Carr’s commentary is accompanied by state documents detailing the anonymous complaints about his comments toward women, in addition to unwanted hugs. Some of them are confirmed and some unconfirmed by investigators.
He dismisses claims he said he had a “crush” on a woman, saying instead he had a “crush” on her work habits. Carr says there was also no evidence he hugged anyone inappropriately or that he made “retaliatory threats” against people who “blew the whistle” about his comments.
“But of course, that didn’t stop some liberal bureaucrats from trying to create drama because a conservative like myself was serving in the administration,” Carr writes on his Facebook post.
Another complaint dealt with what Carr calls “locker room talk,” not inappropriate claims about women, “just stupid male anatomy jokes.” Two alleged incidents could not be proven, he says. In another instance, a man in the restroom was not offended when he Carr says he “made a joke about the water in the urinal being cold/deep.”
“I wasn’t aware that the fella from the other complaints was apparently in the bathroom spying on us and reporting back,” Carr writes on his Facebook post.
Carr vs. Ketron in the offing
Former colleagues in the state Legislature, Carr and Ketron are expected to face off in the 2022 mayoral race to lead one of the state’s biggest and fastest-growing counties, one in which the winner will deal with myriad issues.
Ketron will carry his own baggage into the race, assuming he successfully deals with a $135,000 civil penalty by the Tennessee Registry of Election Finance for 472 findings in audits of his state Senate, Quest PAC and mayoral campaign accounts. After two years of auditing and working with Ketron’s attorneys, the Registry was unable to resolve many of the findings with Ketron’s attorneys.
To run for re-election, Ketron will have to pay any penalties before the qualifying deadline, noon Feb. 17, 2022.

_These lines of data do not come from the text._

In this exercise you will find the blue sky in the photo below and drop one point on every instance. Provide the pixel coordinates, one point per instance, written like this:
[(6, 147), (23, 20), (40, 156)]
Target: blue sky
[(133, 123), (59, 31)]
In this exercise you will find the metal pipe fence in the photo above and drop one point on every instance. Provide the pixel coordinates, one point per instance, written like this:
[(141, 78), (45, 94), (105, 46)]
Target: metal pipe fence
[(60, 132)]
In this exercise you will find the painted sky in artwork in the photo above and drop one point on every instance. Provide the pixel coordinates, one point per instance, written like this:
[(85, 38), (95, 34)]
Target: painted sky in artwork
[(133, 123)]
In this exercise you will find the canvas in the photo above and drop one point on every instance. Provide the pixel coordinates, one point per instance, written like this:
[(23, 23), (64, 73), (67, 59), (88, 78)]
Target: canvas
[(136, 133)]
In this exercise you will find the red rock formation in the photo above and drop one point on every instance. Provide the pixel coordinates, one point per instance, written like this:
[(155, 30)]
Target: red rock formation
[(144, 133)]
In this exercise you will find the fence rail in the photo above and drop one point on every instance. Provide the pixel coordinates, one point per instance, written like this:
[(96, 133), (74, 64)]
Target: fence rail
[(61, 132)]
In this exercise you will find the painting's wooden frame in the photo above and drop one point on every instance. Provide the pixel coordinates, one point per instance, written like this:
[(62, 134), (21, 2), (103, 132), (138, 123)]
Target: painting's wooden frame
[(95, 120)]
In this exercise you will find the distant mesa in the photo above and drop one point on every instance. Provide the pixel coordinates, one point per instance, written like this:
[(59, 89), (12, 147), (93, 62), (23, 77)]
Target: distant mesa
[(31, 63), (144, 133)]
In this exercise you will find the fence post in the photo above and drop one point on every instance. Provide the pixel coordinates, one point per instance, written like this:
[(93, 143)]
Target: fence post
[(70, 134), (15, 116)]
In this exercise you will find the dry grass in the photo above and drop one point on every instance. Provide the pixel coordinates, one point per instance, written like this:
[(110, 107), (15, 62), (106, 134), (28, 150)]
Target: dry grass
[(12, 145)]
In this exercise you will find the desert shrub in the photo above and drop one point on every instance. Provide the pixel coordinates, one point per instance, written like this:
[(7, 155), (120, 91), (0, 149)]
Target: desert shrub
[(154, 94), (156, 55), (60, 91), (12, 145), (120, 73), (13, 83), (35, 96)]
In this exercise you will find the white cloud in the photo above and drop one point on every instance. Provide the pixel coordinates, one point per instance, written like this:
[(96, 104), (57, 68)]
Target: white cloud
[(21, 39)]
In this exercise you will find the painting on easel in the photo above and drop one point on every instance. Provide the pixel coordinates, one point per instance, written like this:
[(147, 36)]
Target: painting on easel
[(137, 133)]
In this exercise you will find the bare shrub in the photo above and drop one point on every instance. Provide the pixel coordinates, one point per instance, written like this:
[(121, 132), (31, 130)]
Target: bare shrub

The former state senator did not admit any wrongdoing in an April hearing with the Registry board but accepted responsibility for allowing his daughter, Kelsey Ketron Randolph, to handle his campaign accounts. In addition to the litany of problems with Ketron’s political accounts, his daughter pleaded guilty last year to insurance fraud, which forced Ketron to close the insurance business started by his father.
Because of those financial problems, Ketron’s attorney requested a payment plan at the April meeting. The Registry board asked its executive director to negotiate payments with Ketron and come back with a proposal at its meeting in July. But Ketron’s attorney offered two weeks ago to pay a $135,000 civil penalty.
Questions still surround an $80,000 civil penalty the board ordered previously for late reports and other shortcomings by Ketron.
Carr says Ketron’s problems with the Registry board affected his decision to run only indirectly but notes he believes “there’s an issue of integrity and transparency and honesty that translates to these big issues that confront the county.”
The challenger says his priority is getting a handle on Rutherford’s waste management issues and privately-owned Middle Point Landfill. He doesn’t agree with the county’s bidding process for companies to handle Rutherford’s waste management.
Carr also is bothered by the fact Middle Point Landfill takes a large percentage of its garbage from neighboring counties such as Davidson. Republic Services, the landfill operator, recently requested an expansion but withdrew it after public outcry.
In addition, Carr believes the county needs to develop a “vision” for development, one that doesn’t include apartments. Though the county mayor’s office has no control over the Murfreesboro Planning Department or City Council, which approve apartment construction plans within Murfreesboro’s municipal limits, Carr says he would work “collaboratively” to support a vision to retain the county’s heritage and diversity.